In her article, Greenwood explains that this is likely down to good old human psychology. “If we see something we can’t identify, we’re likely to slot in whatever seems most plausible – and what seems plausible may change depending on current events and modern fears.” Greenwood cites multiple instances in which pilots mistakenly reported drone sightings. (In 2016, police reported that a passenger plane at Heathrow collided with a drone before the UK’s transport minister clarified, “It may have even been a plastic bag.”)

Conspiracy theory expert Daniel Jolley, a psychology professor at Northumbria University, says even when drone incidents are real, mystery can breed suspicion. “When people hear about such things, they interpret this information in line with their prior beliefs… If you believe that powerful forces are up to shady things and generally have a mistrust of official information, you could be more likely to see a hidden motive.”

But Greenwood also believes, “We absolutely should be concerned about the malevolent use of consumer drones.” Johnson says he has obtained documents from America’s Nuclear Regulatory Commission that show there were 57 drone-related security events at NRC-licensed facilities between 2014 and 2019; only five of these incidents were deemed resolved. He has also discovered that on two nights in September 2019, security guards reported seeing a number of drones flying over the largest power plant in the US, Palo Verde Generating Station in Arizona.
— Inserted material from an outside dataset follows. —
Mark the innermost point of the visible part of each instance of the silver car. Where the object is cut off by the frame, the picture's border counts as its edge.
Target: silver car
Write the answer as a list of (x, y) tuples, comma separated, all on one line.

In January 2021, a year after Montoya first saw drones in the night sky, the Pentagon released a new strategy to counter small drones, with official documents stating, “Technology trends are dramatically transforming legitimate applications of [small drones] while simultaneously making them increasingly capable weapons in the hands of state actors, non-state actors and criminals.”

Many of the FOIA documents obtained by Johnson were redacted, including witness photographs of drones in FE Warren documents. Was the whole thing real or imagined? A conspiracy or a covert operation? Could it even be a bit of both? Some suspicious drone hobbyists believe the FAA itself orchestrated the mystery so they could enforce tighter regulations. On 26 December 2019, the FAA proposed that all but the smallest drones should broadcast tracking signals to allow them to be remotely identified.

One thing is evident: drones, real or imagined, are capable of causing chaos. “What caught me off guard is we have no answers to this day and it’s like everybody is OK with it,” Montoya says. At first, he thought Amazon was behind the drones. Now he wonders whether it could be the government or foreign powers. Before we end our call, he offers up one final theory. “It could have been aliens,” he says, with a laugh.